Short-term risks and predictions (through ~2027)

  • “Worst move” incumbents could make within a year:
    • Oleg: If they make changes that push users to open alternatives, let them; the community will respond.
    • Sebastian:
      • Societal risk: Mass surveillance and large-scale deanonymization via cross-platform data correlation.
      • Industry risk: Failing to meet self-created expectations (underwhelming model releases) could signal a plateau, reinforcing the “stochastic parrots” critique and accelerating user disillusionment.
  • Market dynamics to watch:
    • Consolidation likely later; signals commoditization of base models and a shift in value capture to apps, distribution, and specialization.
    • Expect continued specialization and emergence of AI-to-AI product markets.
    • Enshittification pressure will grow with incumbents’ need to monetize; backfires if lock-in and indispensability aren’t achieved.

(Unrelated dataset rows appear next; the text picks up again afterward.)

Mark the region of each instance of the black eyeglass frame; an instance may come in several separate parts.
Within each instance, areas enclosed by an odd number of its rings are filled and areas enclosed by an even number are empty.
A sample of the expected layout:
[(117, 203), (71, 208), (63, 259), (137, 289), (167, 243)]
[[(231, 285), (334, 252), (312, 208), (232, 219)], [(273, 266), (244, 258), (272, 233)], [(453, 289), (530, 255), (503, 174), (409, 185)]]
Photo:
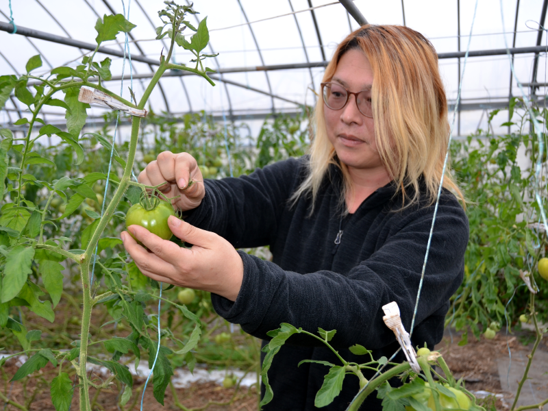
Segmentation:
[[(324, 89), (325, 88), (325, 86), (330, 86), (331, 84), (336, 84), (337, 86), (339, 86), (340, 87), (342, 87), (342, 88), (344, 88), (345, 90), (347, 92), (347, 101), (345, 101), (345, 103), (342, 105), (342, 107), (341, 107), (340, 108), (333, 108), (332, 107), (329, 107), (329, 105), (327, 104), (327, 101), (325, 101), (325, 99), (324, 97), (324, 95), (325, 95)], [(321, 86), (321, 97), (322, 97), (322, 99), (323, 100), (323, 103), (327, 107), (327, 108), (329, 108), (331, 110), (342, 110), (343, 108), (345, 108), (347, 106), (347, 104), (348, 104), (348, 101), (350, 99), (350, 95), (354, 95), (354, 99), (356, 99), (356, 105), (358, 108), (358, 111), (359, 111), (362, 114), (362, 115), (367, 117), (368, 119), (373, 119), (373, 108), (371, 108), (371, 110), (372, 110), (371, 111), (371, 116), (368, 116), (367, 114), (364, 114), (363, 112), (362, 112), (362, 110), (360, 110), (360, 105), (358, 105), (358, 95), (359, 95), (360, 92), (362, 92), (364, 91), (370, 91), (371, 90), (371, 88), (364, 88), (364, 90), (360, 90), (358, 92), (354, 92), (350, 91), (348, 88), (347, 88), (346, 87), (345, 87), (342, 84), (339, 84), (338, 83), (332, 83), (332, 82), (327, 82), (327, 83), (321, 83), (320, 86)]]

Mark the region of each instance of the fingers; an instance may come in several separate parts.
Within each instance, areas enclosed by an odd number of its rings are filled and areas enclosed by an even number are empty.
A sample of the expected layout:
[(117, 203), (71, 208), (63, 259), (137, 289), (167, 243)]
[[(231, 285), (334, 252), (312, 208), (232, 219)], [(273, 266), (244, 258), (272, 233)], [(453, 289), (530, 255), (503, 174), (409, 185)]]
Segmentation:
[[(146, 229), (143, 229), (148, 231)], [(123, 232), (121, 236), (124, 243), (124, 247), (135, 261), (141, 273), (156, 281), (173, 283), (173, 280), (170, 277), (157, 274), (157, 273), (168, 274), (173, 271), (173, 266), (171, 264), (158, 256), (148, 252), (145, 247), (139, 245), (129, 234)], [(160, 277), (161, 278), (160, 278)]]
[[(180, 190), (185, 189), (188, 185), (191, 175), (198, 168), (197, 166), (196, 160), (188, 153), (177, 155), (175, 158), (175, 179)], [(188, 195), (186, 192), (185, 194)]]
[(215, 233), (190, 225), (173, 216), (169, 216), (168, 224), (169, 229), (175, 236), (183, 241), (202, 248), (211, 249), (218, 240), (221, 238)]
[[(177, 220), (177, 219), (175, 219)], [(184, 258), (185, 254), (189, 252), (188, 250), (181, 248), (175, 242), (167, 240), (162, 240), (157, 235), (153, 234), (146, 228), (140, 227), (140, 225), (130, 225), (127, 227), (127, 229), (154, 256), (160, 258), (160, 259), (164, 262), (169, 263), (170, 266), (177, 265), (177, 264), (181, 262), (182, 259)], [(124, 245), (125, 245), (125, 242), (124, 242)], [(147, 252), (143, 247), (141, 248), (145, 251), (147, 256), (151, 256), (151, 253)], [(134, 248), (134, 249), (135, 249)], [(129, 250), (128, 249), (127, 251), (129, 252)], [(145, 254), (143, 254), (143, 256)], [(133, 256), (133, 255), (132, 255), (132, 256)], [(134, 260), (135, 260), (134, 258)], [(136, 262), (137, 262), (136, 260)], [(151, 271), (155, 273), (165, 273), (164, 271), (160, 268), (153, 265), (152, 265), (151, 267), (153, 267)]]

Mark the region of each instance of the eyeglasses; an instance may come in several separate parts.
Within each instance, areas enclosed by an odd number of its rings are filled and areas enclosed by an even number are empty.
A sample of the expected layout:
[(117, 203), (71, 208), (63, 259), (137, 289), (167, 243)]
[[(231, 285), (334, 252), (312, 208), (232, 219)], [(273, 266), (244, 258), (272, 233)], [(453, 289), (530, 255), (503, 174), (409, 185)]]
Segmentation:
[(360, 112), (366, 117), (373, 119), (371, 90), (352, 92), (337, 83), (322, 83), (321, 91), (323, 103), (331, 110), (341, 110), (348, 103), (350, 95), (354, 95)]

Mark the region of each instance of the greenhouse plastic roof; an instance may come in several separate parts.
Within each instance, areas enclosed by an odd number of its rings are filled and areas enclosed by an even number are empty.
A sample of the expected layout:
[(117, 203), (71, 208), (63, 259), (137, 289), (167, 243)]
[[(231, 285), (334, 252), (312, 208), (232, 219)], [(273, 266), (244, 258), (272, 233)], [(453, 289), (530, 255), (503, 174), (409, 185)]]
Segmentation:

Key takeaways and highlights

  • Community and distribution are the equalizers:
    • Big labs have capital, but community-driven development and flexible, open tooling can stay competitive—especially when enshittification or governance overreach erodes trust.
  • Decentralize where it counts:
    • Practical near-term wins are in compute marketplaces, self-sovereign identity for agents, and reputation rails that make signals meaningful and hard to game.
  • Agent accountability requires human linkage:
    • Because agents lack stable behavior/material substrates, cryptographically linking agents to responsible humans/orgs is the viable path to reputation and accountability.
  • UX parity is achievable:
    • For many uses, decentralized/open solutions can match centralized UX while offering superior flexibility (local hosting, model/tool choice, cost control). Agentic systems are the next frontier for decentralized infra.
  • Open-source anti-fragility:
    • Acquisitions and lock-downs catalyze forks/replacements. Distribution is the battleground; without indispensable apps, base models commoditize.
  • Performance parity is plausible:
    • With public funding, open standards, portable user data, and decentralized run-time markets, decentralized models can match commercial performance.
  • Governance/regulatory gaps are a risk surface:
    • Closed-garden monetization can escalate (e.g., revenue shares) absent constraints. User attachment and competition are current checks.
  • Watch for a hype correction:
    • Under-delivering on model leaps may precipitate a bubble burst; sustainability and real utility will decide winners.

Implications for builders

  • Build for flexibility and sovereignty: prioritize local deployability, pluggable models/tools, and identity/reputation primitives that travel with agents.
  • Invest in reputation and accountability layers: make signals portable, verifiable, and resistant to gaming; link agents to human/legal responsibility.
  • Focus on distribution and end-user utility: make your application the reason a model becomes indispensable.
  • Prepare for rapid agentic maturation: design with decentralized compute, identity, and proofs in mind; leverage crypto-native coordination for autonomous systems.

References mentioned in discussion

  • Incumbent labs: OpenAI, Anthropic, Google, Alibaba Qwen, Meta.
  • Agent harnesses/examples cited: “open code,” “open hands,” “goose.”
  • “Open Claw” acquisition by OpenAI; subsequent open alternatives.
  • Telegram-linked decentralized compute initiative (“cocoon,” as referenced).
  • Identity/reputation stacks: Billions Network/Privado ID; Sentient (developer-first AI reasoning lab).